Como dice el propio preámbulo del real decreto que, para justiciar la decisión derogatoria de este apartado del artículo 52, emplea nada menos que seis páginas, ello contradice la jurisprudencia del Tribunal de Justicia Europeo, y ofrece dos ejemplos jurisprudenciales, que corroboran esta discriminación, mencionándose expresamente las sentencias del Tribunal de Justicia de la Unión Europea 118/2019 de 10 de octubre, Asunto Ruiz Conejero, donde expresamente se recoge como este apartado d) del Articulo 52 Estatuto de los Trabajadores contradice la Directiva 2000/78/CE del 27 de noviembre del 2000 por atentar al derecho a la no discriminación por razón de la discapacidad, y a la misma conclusión volvió a llegar en la sentencia del Tribunal de Justicia de la Unión Europea de fecha 27 de noviembre de 2019, asunto Nobel Plastiques, entendiendo que el despido por situación de bajas médicas reiteradas sería constitutivo de discriminación por razón de discapacidad.

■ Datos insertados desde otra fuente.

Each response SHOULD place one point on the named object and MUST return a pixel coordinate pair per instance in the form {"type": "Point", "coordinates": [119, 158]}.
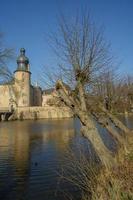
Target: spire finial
{"type": "Point", "coordinates": [22, 51]}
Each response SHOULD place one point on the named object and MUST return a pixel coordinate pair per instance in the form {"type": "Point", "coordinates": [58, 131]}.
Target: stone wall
{"type": "Point", "coordinates": [4, 96]}
{"type": "Point", "coordinates": [47, 112]}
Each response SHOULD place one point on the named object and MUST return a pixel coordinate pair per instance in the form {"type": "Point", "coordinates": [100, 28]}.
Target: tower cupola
{"type": "Point", "coordinates": [22, 61]}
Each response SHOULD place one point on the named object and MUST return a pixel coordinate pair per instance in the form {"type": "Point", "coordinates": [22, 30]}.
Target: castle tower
{"type": "Point", "coordinates": [22, 80]}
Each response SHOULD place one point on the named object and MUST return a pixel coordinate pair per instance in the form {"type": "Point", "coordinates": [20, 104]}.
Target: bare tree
{"type": "Point", "coordinates": [84, 55]}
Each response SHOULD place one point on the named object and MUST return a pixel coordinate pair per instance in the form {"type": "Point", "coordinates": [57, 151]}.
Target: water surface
{"type": "Point", "coordinates": [32, 155]}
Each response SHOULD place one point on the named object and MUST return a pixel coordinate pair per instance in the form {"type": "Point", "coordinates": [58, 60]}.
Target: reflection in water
{"type": "Point", "coordinates": [31, 153]}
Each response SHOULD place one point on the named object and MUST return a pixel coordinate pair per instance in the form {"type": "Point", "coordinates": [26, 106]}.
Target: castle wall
{"type": "Point", "coordinates": [47, 112]}
{"type": "Point", "coordinates": [6, 96]}
{"type": "Point", "coordinates": [22, 85]}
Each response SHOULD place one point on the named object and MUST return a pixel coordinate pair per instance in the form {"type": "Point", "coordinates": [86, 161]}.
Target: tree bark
{"type": "Point", "coordinates": [88, 127]}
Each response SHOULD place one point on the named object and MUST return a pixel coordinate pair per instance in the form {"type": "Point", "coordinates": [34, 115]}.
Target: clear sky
{"type": "Point", "coordinates": [27, 23]}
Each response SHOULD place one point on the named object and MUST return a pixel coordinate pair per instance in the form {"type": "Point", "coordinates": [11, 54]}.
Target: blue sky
{"type": "Point", "coordinates": [27, 23]}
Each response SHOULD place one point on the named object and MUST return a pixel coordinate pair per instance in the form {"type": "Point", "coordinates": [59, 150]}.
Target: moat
{"type": "Point", "coordinates": [32, 154]}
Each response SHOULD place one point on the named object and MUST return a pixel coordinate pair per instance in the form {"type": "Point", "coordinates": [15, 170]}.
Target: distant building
{"type": "Point", "coordinates": [20, 92]}
{"type": "Point", "coordinates": [28, 101]}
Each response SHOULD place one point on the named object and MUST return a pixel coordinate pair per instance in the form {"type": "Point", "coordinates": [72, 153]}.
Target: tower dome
{"type": "Point", "coordinates": [22, 61]}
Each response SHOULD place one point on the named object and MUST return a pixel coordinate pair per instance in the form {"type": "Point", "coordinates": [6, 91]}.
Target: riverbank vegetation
{"type": "Point", "coordinates": [95, 93]}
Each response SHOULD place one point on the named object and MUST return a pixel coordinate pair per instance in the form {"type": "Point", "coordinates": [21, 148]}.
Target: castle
{"type": "Point", "coordinates": [21, 96]}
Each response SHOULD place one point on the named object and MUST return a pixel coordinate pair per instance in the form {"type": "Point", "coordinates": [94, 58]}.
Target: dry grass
{"type": "Point", "coordinates": [96, 183]}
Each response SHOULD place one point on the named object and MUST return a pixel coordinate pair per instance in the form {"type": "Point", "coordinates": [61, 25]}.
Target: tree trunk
{"type": "Point", "coordinates": [88, 127]}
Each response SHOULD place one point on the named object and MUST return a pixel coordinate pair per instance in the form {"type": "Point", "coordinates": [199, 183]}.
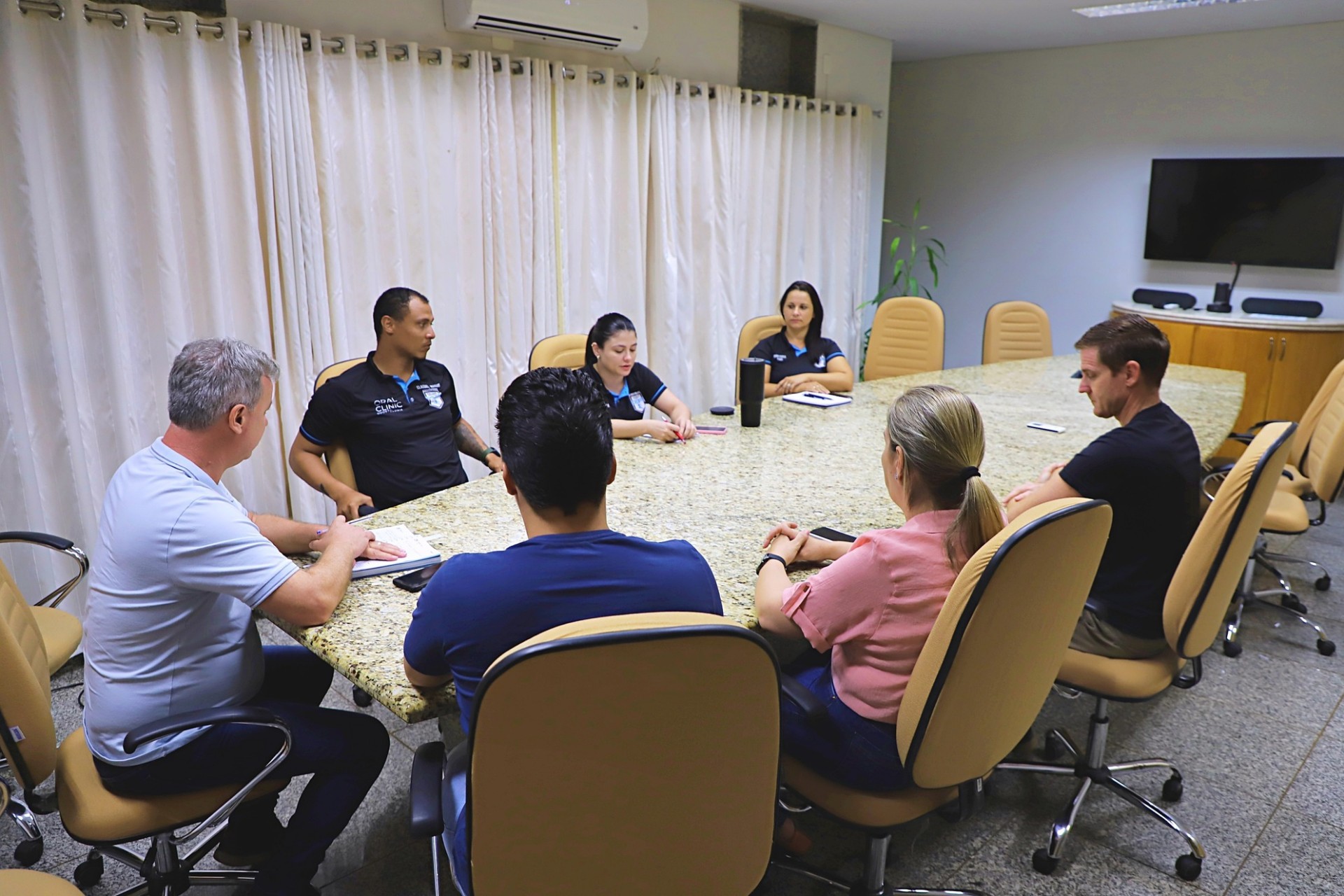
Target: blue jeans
{"type": "Point", "coordinates": [853, 750]}
{"type": "Point", "coordinates": [344, 751]}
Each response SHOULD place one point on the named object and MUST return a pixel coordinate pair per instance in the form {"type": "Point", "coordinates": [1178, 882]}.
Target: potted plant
{"type": "Point", "coordinates": [909, 253]}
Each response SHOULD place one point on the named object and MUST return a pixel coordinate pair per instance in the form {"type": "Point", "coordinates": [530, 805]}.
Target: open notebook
{"type": "Point", "coordinates": [818, 399]}
{"type": "Point", "coordinates": [419, 554]}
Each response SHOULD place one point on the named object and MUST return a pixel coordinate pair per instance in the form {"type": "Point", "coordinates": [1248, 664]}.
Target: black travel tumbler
{"type": "Point", "coordinates": [750, 388]}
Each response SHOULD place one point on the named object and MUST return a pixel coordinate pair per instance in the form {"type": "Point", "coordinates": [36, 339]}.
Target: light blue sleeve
{"type": "Point", "coordinates": [214, 547]}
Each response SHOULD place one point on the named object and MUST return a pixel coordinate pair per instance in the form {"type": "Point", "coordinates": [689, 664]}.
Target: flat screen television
{"type": "Point", "coordinates": [1280, 213]}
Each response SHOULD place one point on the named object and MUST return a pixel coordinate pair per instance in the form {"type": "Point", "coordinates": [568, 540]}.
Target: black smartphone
{"type": "Point", "coordinates": [417, 580]}
{"type": "Point", "coordinates": [831, 535]}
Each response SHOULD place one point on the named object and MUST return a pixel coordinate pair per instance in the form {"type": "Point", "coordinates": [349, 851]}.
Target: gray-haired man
{"type": "Point", "coordinates": [178, 570]}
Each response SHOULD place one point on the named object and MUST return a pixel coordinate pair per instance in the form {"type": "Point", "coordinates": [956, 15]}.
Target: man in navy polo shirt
{"type": "Point", "coordinates": [555, 434]}
{"type": "Point", "coordinates": [397, 414]}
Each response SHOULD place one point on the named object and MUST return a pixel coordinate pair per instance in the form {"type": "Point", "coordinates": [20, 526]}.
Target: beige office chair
{"type": "Point", "coordinates": [565, 349]}
{"type": "Point", "coordinates": [30, 883]}
{"type": "Point", "coordinates": [1316, 480]}
{"type": "Point", "coordinates": [94, 816]}
{"type": "Point", "coordinates": [57, 634]}
{"type": "Point", "coordinates": [1193, 614]}
{"type": "Point", "coordinates": [979, 682]}
{"type": "Point", "coordinates": [336, 456]}
{"type": "Point", "coordinates": [753, 332]}
{"type": "Point", "coordinates": [906, 339]}
{"type": "Point", "coordinates": [634, 754]}
{"type": "Point", "coordinates": [1015, 331]}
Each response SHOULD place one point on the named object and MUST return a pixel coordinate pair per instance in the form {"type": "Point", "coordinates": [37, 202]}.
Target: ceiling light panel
{"type": "Point", "coordinates": [1147, 6]}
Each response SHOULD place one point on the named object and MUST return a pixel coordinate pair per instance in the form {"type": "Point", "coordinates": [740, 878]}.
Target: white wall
{"type": "Point", "coordinates": [1034, 166]}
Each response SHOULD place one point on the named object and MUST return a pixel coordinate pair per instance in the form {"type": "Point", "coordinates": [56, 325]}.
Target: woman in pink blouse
{"type": "Point", "coordinates": [873, 609]}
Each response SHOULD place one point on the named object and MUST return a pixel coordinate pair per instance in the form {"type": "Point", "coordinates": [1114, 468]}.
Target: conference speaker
{"type": "Point", "coordinates": [1159, 298]}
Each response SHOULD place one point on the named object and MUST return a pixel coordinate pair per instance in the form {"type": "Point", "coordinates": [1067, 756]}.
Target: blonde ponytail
{"type": "Point", "coordinates": [944, 441]}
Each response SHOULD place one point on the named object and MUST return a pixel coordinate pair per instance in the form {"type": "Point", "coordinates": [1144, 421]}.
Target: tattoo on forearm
{"type": "Point", "coordinates": [468, 442]}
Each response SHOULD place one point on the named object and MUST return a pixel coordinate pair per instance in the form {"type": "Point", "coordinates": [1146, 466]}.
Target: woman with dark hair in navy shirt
{"type": "Point", "coordinates": [797, 358]}
{"type": "Point", "coordinates": [629, 386]}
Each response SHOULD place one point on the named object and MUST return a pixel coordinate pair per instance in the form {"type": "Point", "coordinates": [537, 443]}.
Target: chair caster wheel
{"type": "Point", "coordinates": [1053, 748]}
{"type": "Point", "coordinates": [29, 852]}
{"type": "Point", "coordinates": [89, 872]}
{"type": "Point", "coordinates": [1292, 602]}
{"type": "Point", "coordinates": [1189, 867]}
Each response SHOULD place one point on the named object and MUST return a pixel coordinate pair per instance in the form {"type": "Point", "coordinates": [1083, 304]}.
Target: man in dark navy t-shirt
{"type": "Point", "coordinates": [397, 414]}
{"type": "Point", "coordinates": [555, 435]}
{"type": "Point", "coordinates": [1148, 469]}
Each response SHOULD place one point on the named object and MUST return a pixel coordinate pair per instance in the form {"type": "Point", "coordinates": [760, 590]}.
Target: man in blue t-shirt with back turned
{"type": "Point", "coordinates": [1147, 468]}
{"type": "Point", "coordinates": [555, 438]}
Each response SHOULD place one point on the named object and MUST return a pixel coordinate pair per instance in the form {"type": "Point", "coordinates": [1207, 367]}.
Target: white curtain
{"type": "Point", "coordinates": [128, 227]}
{"type": "Point", "coordinates": [160, 187]}
{"type": "Point", "coordinates": [290, 227]}
{"type": "Point", "coordinates": [398, 176]}
{"type": "Point", "coordinates": [748, 194]}
{"type": "Point", "coordinates": [603, 164]}
{"type": "Point", "coordinates": [518, 214]}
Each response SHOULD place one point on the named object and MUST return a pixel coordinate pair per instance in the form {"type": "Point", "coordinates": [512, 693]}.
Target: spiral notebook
{"type": "Point", "coordinates": [419, 554]}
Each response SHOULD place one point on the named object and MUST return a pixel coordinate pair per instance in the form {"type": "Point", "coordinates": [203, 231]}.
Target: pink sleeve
{"type": "Point", "coordinates": [841, 602]}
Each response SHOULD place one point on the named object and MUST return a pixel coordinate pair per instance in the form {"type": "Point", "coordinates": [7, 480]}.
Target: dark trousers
{"type": "Point", "coordinates": [851, 750]}
{"type": "Point", "coordinates": [344, 751]}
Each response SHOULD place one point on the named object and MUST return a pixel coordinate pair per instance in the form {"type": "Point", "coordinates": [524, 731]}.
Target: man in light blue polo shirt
{"type": "Point", "coordinates": [178, 570]}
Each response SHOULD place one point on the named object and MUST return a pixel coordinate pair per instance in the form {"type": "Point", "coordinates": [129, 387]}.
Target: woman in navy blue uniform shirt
{"type": "Point", "coordinates": [629, 386]}
{"type": "Point", "coordinates": [797, 358]}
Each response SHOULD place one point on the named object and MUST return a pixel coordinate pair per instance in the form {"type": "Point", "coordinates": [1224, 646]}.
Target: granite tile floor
{"type": "Point", "coordinates": [1261, 742]}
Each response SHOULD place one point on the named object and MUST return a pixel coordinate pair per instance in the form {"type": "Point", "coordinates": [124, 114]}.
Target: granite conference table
{"type": "Point", "coordinates": [722, 493]}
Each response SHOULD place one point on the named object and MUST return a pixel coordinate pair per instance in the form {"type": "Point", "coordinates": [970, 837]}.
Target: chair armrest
{"type": "Point", "coordinates": [55, 543]}
{"type": "Point", "coordinates": [428, 790]}
{"type": "Point", "coordinates": [200, 719]}
{"type": "Point", "coordinates": [813, 710]}
{"type": "Point", "coordinates": [52, 542]}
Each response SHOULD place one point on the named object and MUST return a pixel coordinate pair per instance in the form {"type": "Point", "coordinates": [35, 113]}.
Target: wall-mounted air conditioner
{"type": "Point", "coordinates": [597, 24]}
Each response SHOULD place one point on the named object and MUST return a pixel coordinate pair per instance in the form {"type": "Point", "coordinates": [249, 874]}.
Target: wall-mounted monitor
{"type": "Point", "coordinates": [1280, 213]}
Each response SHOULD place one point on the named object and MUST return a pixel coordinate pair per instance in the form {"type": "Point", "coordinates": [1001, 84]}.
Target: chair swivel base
{"type": "Point", "coordinates": [1093, 769]}
{"type": "Point", "coordinates": [874, 874]}
{"type": "Point", "coordinates": [164, 872]}
{"type": "Point", "coordinates": [31, 846]}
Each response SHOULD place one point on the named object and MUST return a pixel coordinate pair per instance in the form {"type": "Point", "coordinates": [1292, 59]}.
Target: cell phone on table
{"type": "Point", "coordinates": [417, 580]}
{"type": "Point", "coordinates": [831, 535]}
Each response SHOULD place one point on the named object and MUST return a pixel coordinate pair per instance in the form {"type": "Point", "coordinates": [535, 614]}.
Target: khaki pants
{"type": "Point", "coordinates": [1097, 636]}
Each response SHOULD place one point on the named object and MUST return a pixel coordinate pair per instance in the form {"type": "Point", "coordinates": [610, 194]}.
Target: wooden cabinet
{"type": "Point", "coordinates": [1284, 367]}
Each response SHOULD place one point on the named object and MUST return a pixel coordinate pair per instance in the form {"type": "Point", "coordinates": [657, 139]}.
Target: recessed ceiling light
{"type": "Point", "coordinates": [1145, 6]}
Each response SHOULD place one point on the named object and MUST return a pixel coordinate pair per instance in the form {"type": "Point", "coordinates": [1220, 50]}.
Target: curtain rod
{"type": "Point", "coordinates": [400, 52]}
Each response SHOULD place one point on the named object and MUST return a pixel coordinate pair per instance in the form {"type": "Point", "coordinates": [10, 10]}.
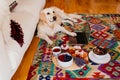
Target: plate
{"type": "Point", "coordinates": [72, 67]}
{"type": "Point", "coordinates": [104, 59]}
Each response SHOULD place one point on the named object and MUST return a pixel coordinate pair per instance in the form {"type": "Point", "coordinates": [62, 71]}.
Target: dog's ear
{"type": "Point", "coordinates": [42, 16]}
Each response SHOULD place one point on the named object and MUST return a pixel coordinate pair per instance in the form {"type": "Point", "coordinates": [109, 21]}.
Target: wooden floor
{"type": "Point", "coordinates": [69, 6]}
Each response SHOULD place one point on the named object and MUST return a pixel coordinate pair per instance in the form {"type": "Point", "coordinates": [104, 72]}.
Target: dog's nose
{"type": "Point", "coordinates": [54, 18]}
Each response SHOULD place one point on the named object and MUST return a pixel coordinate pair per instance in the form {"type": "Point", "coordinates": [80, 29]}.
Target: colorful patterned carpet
{"type": "Point", "coordinates": [104, 31]}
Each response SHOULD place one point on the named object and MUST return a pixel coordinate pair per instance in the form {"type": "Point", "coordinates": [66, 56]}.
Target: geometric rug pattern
{"type": "Point", "coordinates": [104, 32]}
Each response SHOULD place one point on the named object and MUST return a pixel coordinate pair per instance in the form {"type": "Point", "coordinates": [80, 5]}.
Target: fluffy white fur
{"type": "Point", "coordinates": [4, 11]}
{"type": "Point", "coordinates": [50, 20]}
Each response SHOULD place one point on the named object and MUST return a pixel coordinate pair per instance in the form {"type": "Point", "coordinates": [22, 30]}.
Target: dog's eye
{"type": "Point", "coordinates": [48, 13]}
{"type": "Point", "coordinates": [53, 11]}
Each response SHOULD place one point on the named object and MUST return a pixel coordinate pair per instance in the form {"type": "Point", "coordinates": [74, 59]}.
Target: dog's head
{"type": "Point", "coordinates": [50, 15]}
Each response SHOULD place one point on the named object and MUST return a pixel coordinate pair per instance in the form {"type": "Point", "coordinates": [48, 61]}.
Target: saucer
{"type": "Point", "coordinates": [101, 59]}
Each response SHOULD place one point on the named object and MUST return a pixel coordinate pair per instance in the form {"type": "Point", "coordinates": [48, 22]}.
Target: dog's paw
{"type": "Point", "coordinates": [50, 42]}
{"type": "Point", "coordinates": [73, 34]}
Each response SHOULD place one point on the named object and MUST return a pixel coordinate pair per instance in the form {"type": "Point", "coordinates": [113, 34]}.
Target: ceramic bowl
{"type": "Point", "coordinates": [64, 46]}
{"type": "Point", "coordinates": [56, 50]}
{"type": "Point", "coordinates": [65, 60]}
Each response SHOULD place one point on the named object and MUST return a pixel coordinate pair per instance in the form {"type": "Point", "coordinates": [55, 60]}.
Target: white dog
{"type": "Point", "coordinates": [50, 23]}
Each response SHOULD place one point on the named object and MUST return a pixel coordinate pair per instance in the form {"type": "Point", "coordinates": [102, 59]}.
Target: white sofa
{"type": "Point", "coordinates": [26, 13]}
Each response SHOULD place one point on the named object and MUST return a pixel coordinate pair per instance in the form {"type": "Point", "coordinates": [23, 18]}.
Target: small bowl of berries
{"type": "Point", "coordinates": [65, 59]}
{"type": "Point", "coordinates": [56, 50]}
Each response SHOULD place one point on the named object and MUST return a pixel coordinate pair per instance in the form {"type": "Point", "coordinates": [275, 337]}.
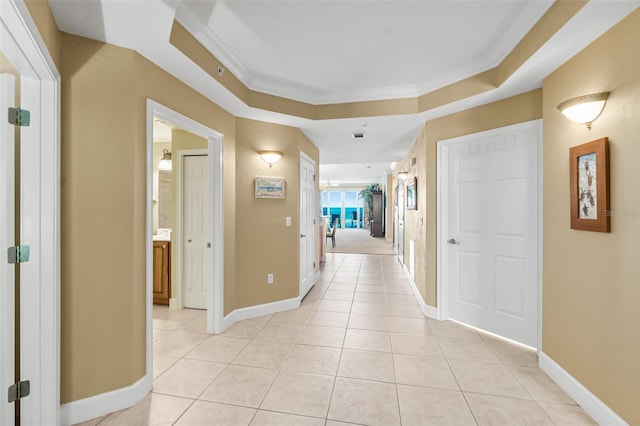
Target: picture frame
{"type": "Point", "coordinates": [270, 187]}
{"type": "Point", "coordinates": [589, 168]}
{"type": "Point", "coordinates": [412, 193]}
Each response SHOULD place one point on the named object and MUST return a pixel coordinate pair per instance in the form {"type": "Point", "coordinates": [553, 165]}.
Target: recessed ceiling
{"type": "Point", "coordinates": [341, 51]}
{"type": "Point", "coordinates": [323, 52]}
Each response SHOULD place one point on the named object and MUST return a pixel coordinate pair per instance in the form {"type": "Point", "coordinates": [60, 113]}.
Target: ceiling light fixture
{"type": "Point", "coordinates": [270, 157]}
{"type": "Point", "coordinates": [584, 109]}
{"type": "Point", "coordinates": [165, 162]}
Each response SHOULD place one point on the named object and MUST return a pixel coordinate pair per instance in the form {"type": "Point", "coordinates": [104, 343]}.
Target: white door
{"type": "Point", "coordinates": [7, 239]}
{"type": "Point", "coordinates": [492, 232]}
{"type": "Point", "coordinates": [400, 237]}
{"type": "Point", "coordinates": [194, 231]}
{"type": "Point", "coordinates": [307, 224]}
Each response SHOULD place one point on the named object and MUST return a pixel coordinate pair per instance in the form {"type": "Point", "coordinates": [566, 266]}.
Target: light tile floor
{"type": "Point", "coordinates": [358, 351]}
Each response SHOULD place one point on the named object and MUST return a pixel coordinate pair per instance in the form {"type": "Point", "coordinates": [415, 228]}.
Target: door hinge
{"type": "Point", "coordinates": [19, 390]}
{"type": "Point", "coordinates": [19, 117]}
{"type": "Point", "coordinates": [18, 254]}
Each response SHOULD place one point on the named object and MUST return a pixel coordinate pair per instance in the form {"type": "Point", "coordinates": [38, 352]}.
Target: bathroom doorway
{"type": "Point", "coordinates": [214, 255]}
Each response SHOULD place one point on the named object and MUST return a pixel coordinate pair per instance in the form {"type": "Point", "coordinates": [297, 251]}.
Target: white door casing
{"type": "Point", "coordinates": [194, 231]}
{"type": "Point", "coordinates": [307, 224]}
{"type": "Point", "coordinates": [401, 206]}
{"type": "Point", "coordinates": [215, 260]}
{"type": "Point", "coordinates": [7, 239]}
{"type": "Point", "coordinates": [22, 45]}
{"type": "Point", "coordinates": [489, 231]}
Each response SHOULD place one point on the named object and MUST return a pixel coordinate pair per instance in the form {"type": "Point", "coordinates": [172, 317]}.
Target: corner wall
{"type": "Point", "coordinates": [591, 294]}
{"type": "Point", "coordinates": [103, 210]}
{"type": "Point", "coordinates": [263, 243]}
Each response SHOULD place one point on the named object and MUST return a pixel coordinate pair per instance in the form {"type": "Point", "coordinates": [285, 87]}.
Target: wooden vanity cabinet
{"type": "Point", "coordinates": [161, 272]}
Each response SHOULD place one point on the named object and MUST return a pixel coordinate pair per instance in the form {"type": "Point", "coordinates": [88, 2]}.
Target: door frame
{"type": "Point", "coordinates": [314, 240]}
{"type": "Point", "coordinates": [215, 287]}
{"type": "Point", "coordinates": [177, 236]}
{"type": "Point", "coordinates": [40, 206]}
{"type": "Point", "coordinates": [443, 211]}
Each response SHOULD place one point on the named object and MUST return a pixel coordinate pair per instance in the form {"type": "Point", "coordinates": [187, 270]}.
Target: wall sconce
{"type": "Point", "coordinates": [270, 157]}
{"type": "Point", "coordinates": [584, 109]}
{"type": "Point", "coordinates": [165, 163]}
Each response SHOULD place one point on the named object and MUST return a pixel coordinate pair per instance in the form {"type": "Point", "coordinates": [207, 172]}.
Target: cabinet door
{"type": "Point", "coordinates": [161, 272]}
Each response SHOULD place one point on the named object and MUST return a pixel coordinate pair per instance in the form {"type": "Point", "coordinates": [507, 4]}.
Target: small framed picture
{"type": "Point", "coordinates": [589, 166]}
{"type": "Point", "coordinates": [412, 193]}
{"type": "Point", "coordinates": [269, 187]}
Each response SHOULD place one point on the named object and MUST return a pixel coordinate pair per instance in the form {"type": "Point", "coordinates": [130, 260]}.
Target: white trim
{"type": "Point", "coordinates": [590, 403]}
{"type": "Point", "coordinates": [7, 239]}
{"type": "Point", "coordinates": [215, 293]}
{"type": "Point", "coordinates": [314, 235]}
{"type": "Point", "coordinates": [260, 310]}
{"type": "Point", "coordinates": [176, 234]}
{"type": "Point", "coordinates": [442, 148]}
{"type": "Point", "coordinates": [427, 310]}
{"type": "Point", "coordinates": [105, 403]}
{"type": "Point", "coordinates": [40, 210]}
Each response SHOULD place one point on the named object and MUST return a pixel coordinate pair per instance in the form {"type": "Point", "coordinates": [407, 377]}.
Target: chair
{"type": "Point", "coordinates": [331, 233]}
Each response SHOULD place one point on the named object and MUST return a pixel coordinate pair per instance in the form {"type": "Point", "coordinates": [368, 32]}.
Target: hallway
{"type": "Point", "coordinates": [358, 351]}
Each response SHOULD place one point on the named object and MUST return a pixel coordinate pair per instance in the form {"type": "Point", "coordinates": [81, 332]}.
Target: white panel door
{"type": "Point", "coordinates": [7, 239]}
{"type": "Point", "coordinates": [194, 231]}
{"type": "Point", "coordinates": [400, 237]}
{"type": "Point", "coordinates": [307, 224]}
{"type": "Point", "coordinates": [492, 233]}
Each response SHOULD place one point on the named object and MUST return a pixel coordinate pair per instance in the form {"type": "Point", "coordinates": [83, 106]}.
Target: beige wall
{"type": "Point", "coordinates": [103, 210]}
{"type": "Point", "coordinates": [263, 243]}
{"type": "Point", "coordinates": [591, 305]}
{"type": "Point", "coordinates": [421, 224]}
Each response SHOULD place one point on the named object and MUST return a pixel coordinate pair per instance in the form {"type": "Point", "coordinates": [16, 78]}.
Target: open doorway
{"type": "Point", "coordinates": [213, 259]}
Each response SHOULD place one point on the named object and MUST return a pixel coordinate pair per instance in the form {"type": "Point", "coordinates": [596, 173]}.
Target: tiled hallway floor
{"type": "Point", "coordinates": [358, 351]}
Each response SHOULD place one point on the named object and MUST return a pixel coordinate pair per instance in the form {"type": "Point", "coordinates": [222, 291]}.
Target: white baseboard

A pesar de que no han faltado detractores de esta ley que algunos autores han calificado de venta de humo, pues si las faltas de asistencia al trabajo son injustificadas se podría recurrir al despido disciplinario y la referencia a la protección de la mujer de la discriminación de género, se considera más oportunista que real pues ya no precisa acudir a la baja médica para ocuparse de las personas dependientes de su familia, al existir mecanismos para conciliar la vida familiar y laboral. Lo cierto es, que las personas trabajadoras debemos alegrarnos por esta derogación que permitía despedir a las personas más vulnerables, que son los discapacitados y los enfermos crónicos cuya patología les obliga a frecuentes visitas médicas y al absentismo de su puesto de trabajo con el menor coste posible para la empresa, pues la indemnización que se les abonaba es de tan solo 20 días por año trabajado, y haciendo recaer como siempre el coste de la dependencia en las mujeres, y no en la empresa o la sociedad, por lo que esta norma debe ser valorada en su justa medida y apreciar el esfuerzo que ha hecho por eliminar de nuestro ordenamiento jurídico un motivo de despido que atenta contra los derechos fundamentales de las personas trabajadoras, pues permitía al empresario despedir a sus trabajadores por el simple hecho de ponerse enfermos.


Por esta razón, bienvenida sea.


La semana próxima continuaremos con el resto de los motivos de despido por causas objetivas, pues solo se ha derogado este apartado del artículo 52 del Estatuto de los Trabajadores, manteniéndose inalterables el resto de causas previstas para este tipo de extinción contractual.